I take a step back. My heart freezes. She was mad. She was crazy. She was completely out of her mind. And yet, I understand. Like me, she was pressured into doing something that she didn't want to do. Like me, she put herself into a compromising and perilous situation as a result of people who claimed to have her best interests at heart. She may be insane, but it is the fault of society that she truly became mad, bad and possibly dangerous to know.
She begins to giggle and her blood covered face relaxes as she stares straight ahead.
Then her head turns almost mechanically and she looks right into my eyes.
"You hungry, dearie?"
My eyes drift to the table and, to my horror, I see that underneath the mountain of buzzing flies is a human eye.
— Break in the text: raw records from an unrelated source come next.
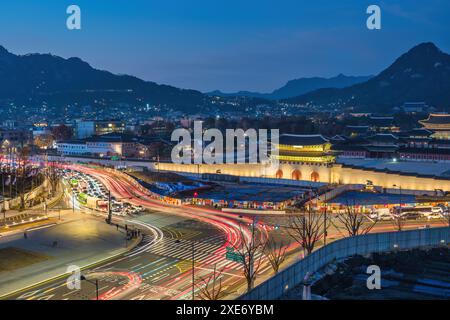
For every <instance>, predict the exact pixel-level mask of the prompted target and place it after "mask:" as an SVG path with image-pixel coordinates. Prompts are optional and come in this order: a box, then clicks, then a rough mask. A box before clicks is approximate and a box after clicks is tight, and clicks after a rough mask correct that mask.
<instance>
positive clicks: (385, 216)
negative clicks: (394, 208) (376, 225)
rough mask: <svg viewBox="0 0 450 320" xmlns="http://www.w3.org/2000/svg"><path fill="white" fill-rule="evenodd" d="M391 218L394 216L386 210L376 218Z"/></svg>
mask: <svg viewBox="0 0 450 320" xmlns="http://www.w3.org/2000/svg"><path fill="white" fill-rule="evenodd" d="M393 218H394V217H393V216H392V214H390V213H387V212H383V213H380V214H378V218H377V220H378V221H390V220H392V219H393Z"/></svg>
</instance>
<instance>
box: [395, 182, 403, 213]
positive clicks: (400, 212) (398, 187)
mask: <svg viewBox="0 0 450 320" xmlns="http://www.w3.org/2000/svg"><path fill="white" fill-rule="evenodd" d="M393 187H394V188H398V189H399V192H400V193H399V202H400V209H399V211H398V214H399V216H400V217H401V215H402V186H397V185H396V184H394V185H393Z"/></svg>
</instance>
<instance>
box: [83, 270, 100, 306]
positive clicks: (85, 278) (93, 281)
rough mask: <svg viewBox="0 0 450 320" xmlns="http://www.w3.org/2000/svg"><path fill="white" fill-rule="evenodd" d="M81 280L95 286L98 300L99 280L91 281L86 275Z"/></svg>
mask: <svg viewBox="0 0 450 320" xmlns="http://www.w3.org/2000/svg"><path fill="white" fill-rule="evenodd" d="M80 280H81V281H86V282H89V283H91V284H93V285H94V286H95V292H96V296H97V300H98V280H97V279H95V281H92V280H89V279H87V278H86V277H85V276H84V275H81V276H80Z"/></svg>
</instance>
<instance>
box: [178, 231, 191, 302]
mask: <svg viewBox="0 0 450 320" xmlns="http://www.w3.org/2000/svg"><path fill="white" fill-rule="evenodd" d="M175 243H177V244H179V243H181V240H179V239H177V240H175ZM191 250H192V300H195V242H194V241H192V242H191Z"/></svg>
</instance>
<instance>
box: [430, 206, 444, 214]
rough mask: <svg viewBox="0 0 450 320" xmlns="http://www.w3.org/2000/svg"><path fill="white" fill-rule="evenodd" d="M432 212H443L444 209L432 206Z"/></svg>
mask: <svg viewBox="0 0 450 320" xmlns="http://www.w3.org/2000/svg"><path fill="white" fill-rule="evenodd" d="M431 212H432V213H444V209H443V208H442V207H441V206H437V207H433V208H432V209H431Z"/></svg>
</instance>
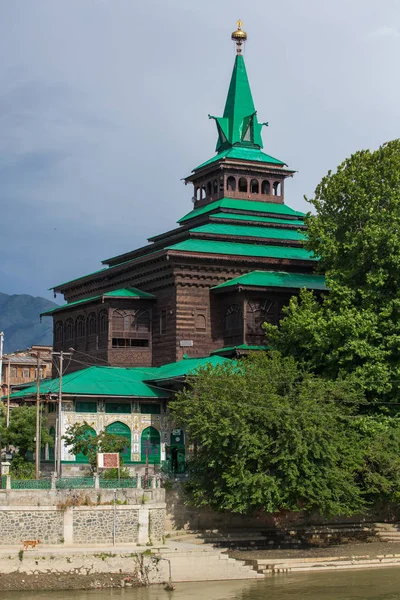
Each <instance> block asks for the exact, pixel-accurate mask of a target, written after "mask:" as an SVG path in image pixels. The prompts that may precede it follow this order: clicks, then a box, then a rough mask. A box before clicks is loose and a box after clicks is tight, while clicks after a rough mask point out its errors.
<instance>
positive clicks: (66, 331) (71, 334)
mask: <svg viewBox="0 0 400 600" xmlns="http://www.w3.org/2000/svg"><path fill="white" fill-rule="evenodd" d="M73 339H74V322H73V320H72V319H67V320H66V321H65V340H66V341H68V340H73Z"/></svg>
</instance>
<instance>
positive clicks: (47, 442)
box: [2, 405, 54, 458]
mask: <svg viewBox="0 0 400 600" xmlns="http://www.w3.org/2000/svg"><path fill="white" fill-rule="evenodd" d="M35 436H36V407H35V406H27V405H23V406H18V407H17V408H13V409H12V410H11V411H10V424H9V427H8V428H6V427H5V424H4V421H3V427H2V443H3V445H4V444H6V443H7V444H10V445H11V446H15V447H16V448H18V453H19V455H20V456H21V457H22V458H25V456H26V454H27V452H34V451H35ZM46 444H49V446H53V445H54V441H53V439H52V437H51V436H50V435H49V433H48V431H47V419H46V418H45V417H42V418H41V439H40V445H41V447H42V448H43V447H44V446H45V445H46Z"/></svg>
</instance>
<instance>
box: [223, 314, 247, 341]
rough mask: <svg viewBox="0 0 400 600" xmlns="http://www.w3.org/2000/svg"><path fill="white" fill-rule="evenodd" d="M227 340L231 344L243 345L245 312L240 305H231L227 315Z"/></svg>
mask: <svg viewBox="0 0 400 600" xmlns="http://www.w3.org/2000/svg"><path fill="white" fill-rule="evenodd" d="M224 325H225V338H226V339H227V341H229V342H231V343H236V344H241V343H243V312H242V309H241V308H240V306H239V304H231V305H230V306H229V307H228V309H227V311H226V313H225V323H224Z"/></svg>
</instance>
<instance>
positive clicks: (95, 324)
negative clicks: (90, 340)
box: [87, 313, 96, 335]
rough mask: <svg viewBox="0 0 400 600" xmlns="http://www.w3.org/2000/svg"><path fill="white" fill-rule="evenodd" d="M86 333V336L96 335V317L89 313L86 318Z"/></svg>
mask: <svg viewBox="0 0 400 600" xmlns="http://www.w3.org/2000/svg"><path fill="white" fill-rule="evenodd" d="M87 332H88V335H96V315H95V314H94V313H90V315H89V316H88V318H87Z"/></svg>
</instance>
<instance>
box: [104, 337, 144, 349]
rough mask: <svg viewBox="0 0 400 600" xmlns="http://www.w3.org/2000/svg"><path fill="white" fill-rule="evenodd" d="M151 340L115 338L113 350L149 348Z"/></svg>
mask: <svg viewBox="0 0 400 600" xmlns="http://www.w3.org/2000/svg"><path fill="white" fill-rule="evenodd" d="M148 345H149V340H143V339H137V338H113V339H112V347H113V348H134V347H139V348H147V347H148Z"/></svg>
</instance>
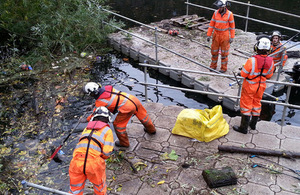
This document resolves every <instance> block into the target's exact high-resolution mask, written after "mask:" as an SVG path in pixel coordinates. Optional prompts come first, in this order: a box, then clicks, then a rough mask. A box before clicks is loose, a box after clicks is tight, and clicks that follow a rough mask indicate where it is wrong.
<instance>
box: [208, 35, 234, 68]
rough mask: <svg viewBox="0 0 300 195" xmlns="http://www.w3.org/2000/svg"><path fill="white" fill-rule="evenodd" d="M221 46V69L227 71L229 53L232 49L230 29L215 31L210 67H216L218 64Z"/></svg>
mask: <svg viewBox="0 0 300 195" xmlns="http://www.w3.org/2000/svg"><path fill="white" fill-rule="evenodd" d="M220 48H221V70H223V71H227V64H228V55H229V49H230V43H229V31H225V32H216V31H215V32H214V34H213V39H212V44H211V64H210V68H212V69H216V68H217V65H218V56H219V49H220Z"/></svg>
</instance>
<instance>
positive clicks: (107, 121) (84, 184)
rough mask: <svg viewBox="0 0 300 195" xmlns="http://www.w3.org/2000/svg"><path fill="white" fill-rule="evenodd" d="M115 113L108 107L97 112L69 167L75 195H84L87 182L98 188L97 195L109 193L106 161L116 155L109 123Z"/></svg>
mask: <svg viewBox="0 0 300 195" xmlns="http://www.w3.org/2000/svg"><path fill="white" fill-rule="evenodd" d="M109 122H111V113H110V112H109V111H108V109H107V108H105V107H99V108H97V109H96V110H95V111H94V113H93V114H92V118H91V120H90V122H89V123H88V125H87V127H86V128H85V129H84V131H83V132H82V135H81V137H80V139H79V143H78V144H77V145H76V148H75V150H74V153H73V159H72V160H71V163H70V167H69V175H70V191H69V193H71V194H78V195H82V194H83V190H84V186H85V181H86V179H88V180H89V181H90V182H91V183H93V185H94V193H95V194H97V195H105V194H106V191H107V186H106V174H105V159H107V158H109V156H110V154H111V153H112V151H113V146H114V138H113V133H112V130H111V129H110V128H109V125H108V124H107V123H109Z"/></svg>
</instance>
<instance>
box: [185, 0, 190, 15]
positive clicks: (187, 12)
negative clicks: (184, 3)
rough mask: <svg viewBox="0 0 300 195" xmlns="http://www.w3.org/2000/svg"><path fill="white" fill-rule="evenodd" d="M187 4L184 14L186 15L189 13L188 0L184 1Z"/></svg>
mask: <svg viewBox="0 0 300 195" xmlns="http://www.w3.org/2000/svg"><path fill="white" fill-rule="evenodd" d="M186 2H187V4H186V15H187V16H188V15H189V0H187V1H186Z"/></svg>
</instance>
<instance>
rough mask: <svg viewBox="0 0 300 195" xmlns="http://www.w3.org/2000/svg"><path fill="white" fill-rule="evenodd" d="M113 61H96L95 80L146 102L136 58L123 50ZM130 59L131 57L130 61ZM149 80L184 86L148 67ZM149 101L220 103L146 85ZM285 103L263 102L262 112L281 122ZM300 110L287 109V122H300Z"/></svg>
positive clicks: (199, 104) (189, 95)
mask: <svg viewBox="0 0 300 195" xmlns="http://www.w3.org/2000/svg"><path fill="white" fill-rule="evenodd" d="M110 57H111V59H112V60H111V63H110V66H109V67H108V70H107V69H106V68H105V67H106V64H107V63H106V64H105V65H104V64H96V65H95V67H94V72H93V73H92V75H93V77H94V78H93V80H94V81H97V82H100V83H101V84H103V85H113V86H114V87H115V88H117V89H119V90H121V91H124V92H128V93H130V94H133V95H135V96H137V97H138V98H139V99H140V100H141V101H142V102H143V103H145V95H144V94H145V87H144V85H142V84H141V82H144V71H143V68H141V67H140V66H139V65H138V63H137V62H134V61H132V60H130V59H128V58H126V57H124V56H122V55H121V54H112V55H111V56H110ZM128 60H129V61H128ZM147 81H148V82H149V83H155V84H162V85H169V86H177V87H184V86H182V85H181V84H180V83H179V82H175V81H173V80H172V79H170V78H169V77H166V76H164V75H162V74H160V73H158V72H156V71H149V74H147ZM147 92H148V98H149V101H151V102H155V103H162V104H164V105H166V106H167V105H178V106H183V107H186V108H195V109H205V108H212V107H213V106H215V105H217V104H218V103H217V102H214V101H212V100H210V99H208V98H207V97H206V96H202V95H200V94H196V93H190V92H182V91H179V90H174V89H167V88H161V87H160V88H156V87H154V86H150V87H148V88H147ZM273 95H276V96H277V97H279V99H280V100H285V99H286V94H285V90H283V91H281V93H278V94H273ZM292 103H293V104H298V105H300V101H299V98H298V97H294V99H293V102H292ZM282 112H283V107H282V106H274V105H266V104H264V105H263V110H262V113H261V118H262V120H267V121H273V122H276V123H278V124H280V123H281V118H282ZM223 113H225V114H228V115H229V116H231V117H234V116H238V115H240V113H239V112H234V111H231V110H228V109H226V108H224V107H223ZM299 118H300V110H296V109H289V108H288V109H287V111H286V118H285V124H287V125H295V126H300V121H299Z"/></svg>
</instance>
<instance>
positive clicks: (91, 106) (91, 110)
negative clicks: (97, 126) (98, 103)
mask: <svg viewBox="0 0 300 195" xmlns="http://www.w3.org/2000/svg"><path fill="white" fill-rule="evenodd" d="M93 108H94V105H91V106H87V107H86V111H87V112H89V111H92V110H93Z"/></svg>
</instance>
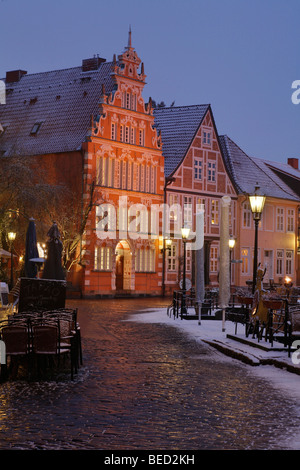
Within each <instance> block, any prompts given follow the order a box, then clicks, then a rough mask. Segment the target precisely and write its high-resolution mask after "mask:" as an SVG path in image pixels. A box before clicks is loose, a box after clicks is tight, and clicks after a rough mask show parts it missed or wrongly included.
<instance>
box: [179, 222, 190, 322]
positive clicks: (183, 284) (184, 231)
mask: <svg viewBox="0 0 300 470" xmlns="http://www.w3.org/2000/svg"><path fill="white" fill-rule="evenodd" d="M189 235H190V229H189V228H188V227H182V229H181V237H182V241H183V282H182V302H181V314H185V313H186V304H185V296H186V274H185V269H186V267H185V265H186V242H187V240H188V238H189Z"/></svg>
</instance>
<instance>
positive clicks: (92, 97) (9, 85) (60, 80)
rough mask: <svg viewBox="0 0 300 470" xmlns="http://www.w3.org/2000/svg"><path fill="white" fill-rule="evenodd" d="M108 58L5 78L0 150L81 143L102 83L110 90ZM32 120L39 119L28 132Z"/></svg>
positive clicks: (31, 150)
mask: <svg viewBox="0 0 300 470" xmlns="http://www.w3.org/2000/svg"><path fill="white" fill-rule="evenodd" d="M111 67H112V63H111V62H103V63H101V65H100V66H99V68H98V69H97V70H92V71H87V72H83V71H82V67H74V68H70V69H63V70H55V71H51V72H44V73H37V74H29V75H23V76H22V77H21V79H20V81H18V82H13V83H7V84H6V105H1V106H0V123H1V125H2V126H3V127H4V128H5V127H6V126H7V128H6V129H5V132H4V133H3V134H2V136H0V154H3V152H4V151H5V155H7V156H9V155H13V154H18V155H37V154H44V153H45V154H46V153H54V152H69V151H73V150H76V149H78V148H80V147H81V143H82V142H83V141H84V140H85V136H86V133H87V130H88V129H89V127H90V122H91V115H97V114H98V102H99V98H100V95H101V90H102V84H103V83H104V86H105V92H106V93H109V92H110V91H112V86H113V83H112V78H111V75H110V73H111V70H112V69H111ZM35 122H43V124H42V125H41V127H40V129H39V131H38V133H37V134H36V135H31V130H32V128H33V126H34V124H35Z"/></svg>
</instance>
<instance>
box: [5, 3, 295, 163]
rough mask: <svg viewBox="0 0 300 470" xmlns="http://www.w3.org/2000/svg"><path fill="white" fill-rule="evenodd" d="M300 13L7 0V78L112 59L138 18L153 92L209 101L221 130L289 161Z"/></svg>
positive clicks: (245, 9) (243, 149) (274, 9)
mask: <svg viewBox="0 0 300 470" xmlns="http://www.w3.org/2000/svg"><path fill="white" fill-rule="evenodd" d="M299 18H300V0H251V1H250V0H107V1H103V0H52V1H49V0H0V25H1V26H0V41H1V47H0V59H1V60H0V78H4V77H5V74H6V71H9V70H15V69H23V70H26V71H27V72H28V73H37V72H45V71H48V70H55V69H61V68H68V67H75V66H78V65H81V62H82V59H85V58H89V57H93V56H94V55H95V54H99V56H100V57H104V58H106V60H107V61H111V60H112V58H113V54H114V53H115V54H116V55H118V54H120V53H121V52H123V50H124V47H125V46H126V45H127V41H128V30H129V25H131V30H132V45H133V47H134V48H135V49H136V51H137V54H138V55H139V57H140V58H141V60H142V61H143V62H144V66H145V73H146V75H147V79H146V81H147V85H146V86H145V89H144V93H143V96H144V99H145V100H146V101H148V98H149V97H150V96H151V97H152V98H153V99H154V100H155V101H157V102H159V101H164V102H165V103H166V105H170V104H171V103H172V102H173V101H175V106H183V105H194V104H208V103H210V104H211V105H212V110H213V114H214V118H215V121H216V126H217V129H218V132H219V134H220V135H222V134H227V135H228V136H229V137H230V138H231V139H232V140H234V141H235V142H236V143H237V145H239V146H240V147H241V148H242V149H243V150H244V151H245V152H246V153H248V154H249V155H251V156H255V157H259V158H265V159H268V160H275V161H281V162H286V161H287V158H288V157H296V158H297V157H300V104H298V105H295V104H293V103H292V100H291V97H292V93H293V92H294V91H295V90H293V89H292V83H293V82H294V81H295V80H300V53H299V45H300V28H299ZM99 92H100V90H99ZM299 97H300V94H299Z"/></svg>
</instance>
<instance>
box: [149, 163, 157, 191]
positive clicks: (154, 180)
mask: <svg viewBox="0 0 300 470" xmlns="http://www.w3.org/2000/svg"><path fill="white" fill-rule="evenodd" d="M156 173H157V169H156V166H151V187H150V192H151V193H152V194H155V193H156Z"/></svg>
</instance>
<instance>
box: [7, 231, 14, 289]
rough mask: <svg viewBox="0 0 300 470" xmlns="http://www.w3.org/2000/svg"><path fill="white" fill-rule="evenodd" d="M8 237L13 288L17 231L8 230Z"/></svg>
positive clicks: (11, 276)
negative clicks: (14, 246) (11, 231)
mask: <svg viewBox="0 0 300 470" xmlns="http://www.w3.org/2000/svg"><path fill="white" fill-rule="evenodd" d="M7 235H8V239H9V241H10V256H11V258H10V288H11V289H12V288H13V285H14V271H13V265H14V258H13V242H14V240H15V239H16V233H15V232H8V234H7Z"/></svg>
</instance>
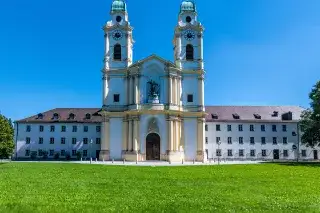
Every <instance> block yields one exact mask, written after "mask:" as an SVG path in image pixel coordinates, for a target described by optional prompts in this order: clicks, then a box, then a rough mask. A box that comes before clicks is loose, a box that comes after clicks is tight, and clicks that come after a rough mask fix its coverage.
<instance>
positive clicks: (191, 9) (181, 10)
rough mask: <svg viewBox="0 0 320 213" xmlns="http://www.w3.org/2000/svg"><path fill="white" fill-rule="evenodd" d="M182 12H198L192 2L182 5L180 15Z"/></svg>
mask: <svg viewBox="0 0 320 213" xmlns="http://www.w3.org/2000/svg"><path fill="white" fill-rule="evenodd" d="M182 12H196V4H195V3H194V1H192V0H186V1H183V2H182V3H181V7H180V13H182Z"/></svg>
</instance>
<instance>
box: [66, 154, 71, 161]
mask: <svg viewBox="0 0 320 213" xmlns="http://www.w3.org/2000/svg"><path fill="white" fill-rule="evenodd" d="M66 160H71V155H70V153H68V152H67V153H66Z"/></svg>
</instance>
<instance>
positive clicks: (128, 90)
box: [128, 76, 133, 105]
mask: <svg viewBox="0 0 320 213" xmlns="http://www.w3.org/2000/svg"><path fill="white" fill-rule="evenodd" d="M128 94H129V105H132V104H133V76H130V79H129V89H128Z"/></svg>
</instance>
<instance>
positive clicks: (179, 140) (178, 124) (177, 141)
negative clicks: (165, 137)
mask: <svg viewBox="0 0 320 213" xmlns="http://www.w3.org/2000/svg"><path fill="white" fill-rule="evenodd" d="M175 129H176V131H175V132H176V135H175V136H176V140H175V151H176V152H178V151H179V146H180V128H179V121H178V120H176V121H175Z"/></svg>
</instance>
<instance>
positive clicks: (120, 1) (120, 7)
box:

She killed him. She killed her husband; the husband who had hurt her.
"They told me to marry him."
I take another step back. I'm filled with repulsion. This wasn't right.
"They said it was good for family business."
I see a human finger. Sickened, I stumble out of the kitchen.
"They knew what he did to me! They didn't care!"
I run down the corridor, past the gas lamps and old portraits.
"I had to do it! I'm glad I did it!"
I burst out the door and slam it shut behind me, putting an end to her manic laughter.
"Just in time Mia. Ten minutes is up." The girls call to me. I stagger towards them.
"Wow you actually did it! Maybe you're not such a lame geek after all."
They laugh and I stare back, my eyes blank.
As we walk away, I look back at the house on the hill. The huge empty windows seemed to watch me as I leave.